The Pew Environment Group’s shark conservation campaign is a worldwide effort focused on saving sharks. Since the start of the campaign in 2009, six countries have created national shark sanctuaries: Palau, the Maldives, Honduras, the Bahamas, Tokelau, and the Marshall Islands, covering a total of 1.8 million square miles.

Karan said, “Sharks must be protected from overfishing and any international trade in these vulnerable and endangered species must be tightly regulated.”

Dr. Chapman’s research combines DNA analysis with ecological data to better understand the population biology, evolution, and ecology of large marine vertebrates, particularly sharks.

In addition to the scalloped hammerhead, other at-risk shark species found in U.S. soup bowls include: the smooth hammerhead, the shortfin mako, the spiny dogfish, the school shark – all listed as Vulnerable to extinction; as well as the blue shark, the copper shark and the bull shark – all listed as Near Threatened.

There are currently no protections in place for hammerhead sharks.

In June, Costa Rica and Honduras announced plans to propose new trade rules for hammerhead sharks under the Convention on the International Trade in Endangered Species, which meets next in March 2013.
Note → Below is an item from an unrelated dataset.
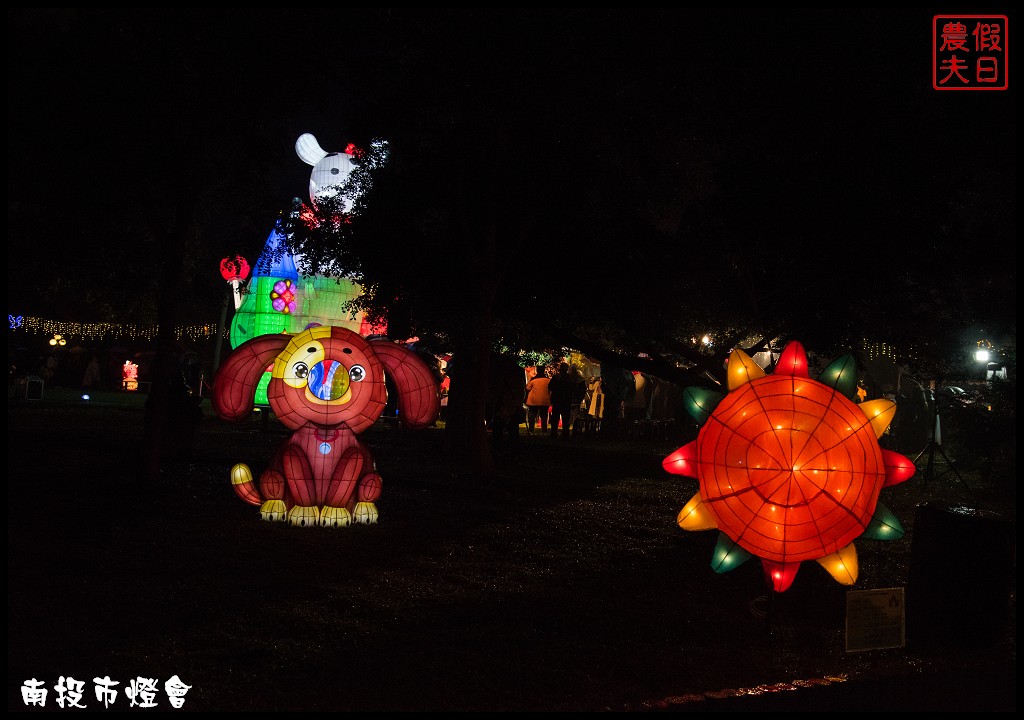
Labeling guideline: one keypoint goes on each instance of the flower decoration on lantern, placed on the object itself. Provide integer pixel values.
(284, 297)
(790, 468)
(235, 269)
Shark fins are obtained by slicing the fins off of sharks caught at sea; the bodies of the living sharks often are thrown back. Unable to move normally, the damaged sharks die of suffocation or are eaten by predators.

shark fins
Shark fins drying in the Hong Kong sun, June 2008 (Photo by Alvin Loke)

The IUCN’s Shark Specialist Group says shark finning is widespread, “largely unmanaged and unmonitored” and that “the rapidly expanding and largely unregulated shark fin trade represents one of the most serious threats to shark populations worldwide.”
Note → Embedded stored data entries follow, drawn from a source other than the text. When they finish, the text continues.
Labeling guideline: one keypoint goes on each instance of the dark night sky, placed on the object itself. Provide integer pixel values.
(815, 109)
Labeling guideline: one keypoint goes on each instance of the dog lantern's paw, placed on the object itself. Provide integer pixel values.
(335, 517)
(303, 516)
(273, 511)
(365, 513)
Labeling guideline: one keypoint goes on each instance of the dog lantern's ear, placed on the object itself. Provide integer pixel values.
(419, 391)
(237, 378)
“We consider, therefore, that a ban on shark finning is justified throughout the world’s oceans and high seas,” the 160 experts of the Shark Specialist Group say in a joint statement on their website.

“Finning causes the death of tens of millions of sharks. This potentially threatens the survival of rare and vulnerable species and, by removing large numbers of top predators from the oceanic ecosystem, may have dramatic and undesirable ecological impacts that could potentially threaten yields of other commercial species,” warns the Shark Specialist Group.

Shark fins are among the most expensive seafood products anywhere in the world, commonly retailing at $400 per kilogram. Because the shark fin trade is largely unreported, estimates of the global value of the shark fin trade can only be rough, ranging from US$540 million to $1.2 billion. Studies estimate that between 26 to 73 million sharks are harvested annually for their fins.

Shark fin soup is popular as a banquet food at Chinese celebrations. In the United States, where shark finning is prohibited, a bowl of the gelatinous soup can cost between $70 and $150.